Somalia's Shabab Islamists say they executed 28 non-Muslim passengers on a bus in Kenya in revenge for police raids on mosques in Mombasa.

Shabab militants kill 28 in bus attack

Kenyan security forces and others gather around the scene on an attack on a bus about 50 kilometers outside the town of Mandera, Kenya.

Somalia's Shabab Islamists have ambushed a bus in Kenya and executed 28 non-Muslim passengers in what they say is revenge for police raids on mosques in the troubled port of Mombasa.

"I can confirm ... that 28 innocent travellers were brutally executed by the Shabab," regional police chief Noah Mwavinda told AFP.

The bus, which was headed for the capital Nairobi, was ambushed on Saturday shortly after departing from Mandera, a town on the border with Somalia in Kenya's northeast.

Some 60 passengers on board were ordered off the vehicle, and the gunmen separated the travellers into Muslims and non-Muslims.

The militants then had the non-Muslims reboard the bus and tried to drive off with them, but the vehicle got stuck.

"So they executed their prisoners" before escaping back into Somalia, Mwavinda said.

A Shabab spokesman said the deadly attack was in revenge for raids this week on four Mombasa mosques that hiked simmering tensions in the city.

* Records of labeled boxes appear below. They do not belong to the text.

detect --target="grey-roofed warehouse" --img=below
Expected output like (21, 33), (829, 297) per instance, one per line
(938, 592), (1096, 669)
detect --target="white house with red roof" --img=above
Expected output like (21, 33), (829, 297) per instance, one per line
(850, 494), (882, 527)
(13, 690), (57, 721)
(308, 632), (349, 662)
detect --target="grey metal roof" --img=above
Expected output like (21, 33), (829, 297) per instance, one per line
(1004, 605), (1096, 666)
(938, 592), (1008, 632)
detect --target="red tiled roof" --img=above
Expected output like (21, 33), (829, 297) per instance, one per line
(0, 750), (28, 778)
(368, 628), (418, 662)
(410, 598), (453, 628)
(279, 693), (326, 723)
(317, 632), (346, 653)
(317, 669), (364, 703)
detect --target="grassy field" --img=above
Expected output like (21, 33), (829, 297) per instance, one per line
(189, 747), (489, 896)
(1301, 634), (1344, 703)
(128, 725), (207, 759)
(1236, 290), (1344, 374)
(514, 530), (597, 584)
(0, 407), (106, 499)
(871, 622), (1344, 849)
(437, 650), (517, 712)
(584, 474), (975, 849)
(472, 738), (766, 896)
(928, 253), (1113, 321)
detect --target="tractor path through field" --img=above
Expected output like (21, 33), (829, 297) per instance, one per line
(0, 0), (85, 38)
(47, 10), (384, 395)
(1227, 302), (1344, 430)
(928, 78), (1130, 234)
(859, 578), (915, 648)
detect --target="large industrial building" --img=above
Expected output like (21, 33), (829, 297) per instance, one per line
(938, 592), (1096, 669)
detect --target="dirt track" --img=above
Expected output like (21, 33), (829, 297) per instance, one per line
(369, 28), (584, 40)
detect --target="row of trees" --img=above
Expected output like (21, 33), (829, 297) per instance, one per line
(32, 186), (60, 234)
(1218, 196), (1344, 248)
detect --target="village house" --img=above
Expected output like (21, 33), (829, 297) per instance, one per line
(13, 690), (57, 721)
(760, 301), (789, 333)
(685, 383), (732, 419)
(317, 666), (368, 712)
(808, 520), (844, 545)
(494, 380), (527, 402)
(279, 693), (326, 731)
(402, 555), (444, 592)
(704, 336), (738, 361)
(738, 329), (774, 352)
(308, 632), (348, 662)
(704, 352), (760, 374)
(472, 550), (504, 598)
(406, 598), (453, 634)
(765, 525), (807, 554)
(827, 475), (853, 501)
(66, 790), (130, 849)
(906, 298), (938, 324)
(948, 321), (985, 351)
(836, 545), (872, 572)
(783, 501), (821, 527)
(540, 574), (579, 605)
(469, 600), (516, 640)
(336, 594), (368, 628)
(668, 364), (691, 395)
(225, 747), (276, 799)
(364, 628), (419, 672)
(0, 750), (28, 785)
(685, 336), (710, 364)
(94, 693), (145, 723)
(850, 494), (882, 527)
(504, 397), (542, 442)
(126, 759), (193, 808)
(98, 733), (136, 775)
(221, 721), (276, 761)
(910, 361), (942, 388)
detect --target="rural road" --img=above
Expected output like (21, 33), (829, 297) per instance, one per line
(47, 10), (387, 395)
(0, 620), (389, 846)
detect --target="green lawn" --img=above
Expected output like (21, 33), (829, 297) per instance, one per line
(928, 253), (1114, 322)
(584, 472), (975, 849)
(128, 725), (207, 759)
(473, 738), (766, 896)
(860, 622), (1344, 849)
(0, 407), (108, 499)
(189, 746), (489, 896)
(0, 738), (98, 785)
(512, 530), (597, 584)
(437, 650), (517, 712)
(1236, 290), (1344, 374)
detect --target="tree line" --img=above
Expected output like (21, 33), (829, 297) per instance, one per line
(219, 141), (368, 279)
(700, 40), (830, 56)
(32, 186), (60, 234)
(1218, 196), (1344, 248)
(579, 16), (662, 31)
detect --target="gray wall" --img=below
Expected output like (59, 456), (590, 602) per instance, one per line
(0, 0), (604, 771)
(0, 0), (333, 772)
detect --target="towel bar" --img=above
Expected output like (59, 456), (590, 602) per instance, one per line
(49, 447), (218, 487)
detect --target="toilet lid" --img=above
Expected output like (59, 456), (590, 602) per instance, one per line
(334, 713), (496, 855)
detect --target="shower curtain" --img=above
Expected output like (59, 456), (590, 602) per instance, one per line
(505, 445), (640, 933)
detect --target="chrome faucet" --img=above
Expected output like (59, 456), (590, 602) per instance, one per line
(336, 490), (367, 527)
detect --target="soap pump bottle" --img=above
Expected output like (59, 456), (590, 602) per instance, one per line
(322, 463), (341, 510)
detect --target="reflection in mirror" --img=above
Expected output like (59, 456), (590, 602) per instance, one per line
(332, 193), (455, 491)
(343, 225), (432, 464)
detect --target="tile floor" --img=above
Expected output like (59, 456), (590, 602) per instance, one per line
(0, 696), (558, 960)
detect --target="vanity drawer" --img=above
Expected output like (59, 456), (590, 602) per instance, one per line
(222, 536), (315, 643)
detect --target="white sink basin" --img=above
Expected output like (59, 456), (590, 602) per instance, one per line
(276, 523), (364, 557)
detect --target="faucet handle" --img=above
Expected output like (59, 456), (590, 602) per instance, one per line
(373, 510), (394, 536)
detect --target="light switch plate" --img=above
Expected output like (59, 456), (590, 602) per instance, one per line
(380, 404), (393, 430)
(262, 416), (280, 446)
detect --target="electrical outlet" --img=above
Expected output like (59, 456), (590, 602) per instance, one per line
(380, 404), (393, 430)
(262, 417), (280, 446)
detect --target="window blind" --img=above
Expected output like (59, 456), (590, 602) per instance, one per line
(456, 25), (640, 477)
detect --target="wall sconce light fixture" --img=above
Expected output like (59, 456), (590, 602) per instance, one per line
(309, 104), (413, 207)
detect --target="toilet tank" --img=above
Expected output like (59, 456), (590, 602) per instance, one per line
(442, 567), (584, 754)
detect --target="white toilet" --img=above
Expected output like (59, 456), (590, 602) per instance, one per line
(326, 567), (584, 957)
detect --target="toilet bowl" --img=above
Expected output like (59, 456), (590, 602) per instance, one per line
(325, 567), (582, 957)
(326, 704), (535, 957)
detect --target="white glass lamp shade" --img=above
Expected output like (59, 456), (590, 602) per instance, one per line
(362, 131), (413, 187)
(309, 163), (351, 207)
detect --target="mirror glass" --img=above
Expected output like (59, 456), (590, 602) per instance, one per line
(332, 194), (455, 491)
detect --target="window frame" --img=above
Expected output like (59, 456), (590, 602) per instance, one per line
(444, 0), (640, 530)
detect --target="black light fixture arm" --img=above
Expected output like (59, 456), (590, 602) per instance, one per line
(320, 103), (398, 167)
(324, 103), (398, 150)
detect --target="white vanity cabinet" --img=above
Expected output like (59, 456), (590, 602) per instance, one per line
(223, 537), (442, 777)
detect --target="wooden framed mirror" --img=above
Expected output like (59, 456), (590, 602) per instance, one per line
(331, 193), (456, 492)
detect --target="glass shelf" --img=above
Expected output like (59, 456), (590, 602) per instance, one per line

"The Mujahedeen successfully carried out an operation near Mandera early this morning, which resulted in the perishing of 28 crusaders, as a revenge for the crimes committed by the Kenyan crusaders against our Muslim brethren in Mombasa," Ali Mohamud Rage said in a statement sent to AFP.

Police closed the four mosques in Mombasa, a largely Muslim city, on the grounds they had come under the influence of hardliners.

A 25-year-old passenger on the bus, who asked to be identified only as Ibrahim, told AFP that the vehicle came under fire several times after leaving Mandera, leaving one passenger dead.

The driver was finally forced to stop by the group of around 70 assailants, he said.

Ibrahim said the passengers were divided into Muslim and non-Muslim groups and he witnessed the execution of two non-Muslim passengers, who were shot in the head.

Kenya has suffered a series of attacks since invading Somalia in 2011 to attack the Shabab, later joining an African Union force battling the Islamists.
shabab_attack_families.jpg
The Shabab carried out the September 2013 attack on Nairobi's Westgate shopping mall, killing at least 67 people, as a warning to Kenya to pull its troops out of southern Somalia.